Merely being considered PDL is insufficient in itself to unlock the door to the BR. There are additional requirements to be met as follows:

  • size – 0.25 hectares or larger or capable of supporting at least five dwellings, although smaller sites can also be chosen;
  • suitability – the site has planning permission or PiP for residential development, or has been allocated in a development plan document, or the LPA considers that it is appropriate for residential development taking into account adverse impacts and relevant representations received;
  • achievability – the LPA believes the site will come forward within 15 years based on publicly available information and relevant representations received; and
  • availability – all owners of the site and/or developers with control have expressed an intention to sell or develop it within 21 days prior to the entry date on the BR based upon information publicly available and relevant representations received.

If the above requirements are met and the land is PDL, the LPA must enter it in part 1 of the BR.

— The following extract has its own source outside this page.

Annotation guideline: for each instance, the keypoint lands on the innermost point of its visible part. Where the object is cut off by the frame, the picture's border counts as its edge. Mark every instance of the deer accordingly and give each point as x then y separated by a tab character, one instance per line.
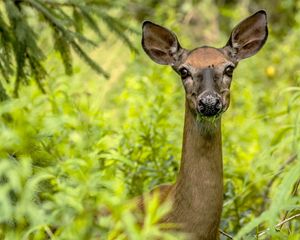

Sites that are entered on part 2 of the BR will automatically be granted PiP. However, the extent to which the LPA freely exercises its discretion to allow movement from part 1 to part 2 of the BR is likely to be an important determining factor of the success – or otherwise – of the BR in unlocking brownfield land for housing development. Publicity, notification and consultation requirements do also apply which will add to the pressures of resource-strapped LPAs still awaiting their long-promised cash injection from the government. LPAs have until 31 December 2017 to put in place the BR. As such, those 73 LPAs which were part of the early pilot project have a head start on the rest and, much like the deadline for getting up-to-date local plans in place, it remains to be seen what will be the nature of any sanctions for non-compliance.

Limitations mean missed opportunities?

As discussed at the outset, the extent to which PiP will make a more significant contribution to planning, beyond solely housing delivery, will be determined by the extent to which it is permitted to free itself from the shackles of restrictions that currently limit its usefulness. If there are higher aspirations to make this a genuine alternative to other routes for obtaining planning permission, the following limitations will need to be revisited over time:


PiP is currently only available for housing-led development. Guidance on what that means is provided in the NPPG (para 004 reference ID 58-004-20170728), which states that residential development is:

... development in which the residential use occupies the majority of the floorspace. Non-residential development should be compatible with the proposed residential development. Appropriate non-residential uses may include, for example, a small proportion of retail, office space or community uses.

A greater ability to use PiP for mixed-use developments would undoubtedly increase its take-up, as would allowing it to be used for solely commercial schemes. There is no logical reason why such an extension should not be permitted. It would seem that the unstoppable move towards housing development being categorised as a free-standing subset of planning continues.

Excluded development 

Importantly, specific classes of development are excluded from the remit of PiP, most notably environmental impact assessment (EIA)-related development – that which would fall within Sch 1 EIA development and that which is Sch 2 EIA development and has been screened as EIA development. While the reasons for this are clear – developments which have EIA implications are unlikely to be capable of 'in principle' decisions separated from technical details – it nevertheless reduces the ability for PiP to contribute to housing delivery at scale and in a truly meaningful way.


Time will tell whether PiP becomes the preferred route of choice for applicants and whether it is able to make a meaningful contribution to housing delivery, particularly on brownfield land. In its present incarnation, it is difficult to escape the feeling that it represents a missed opportunity.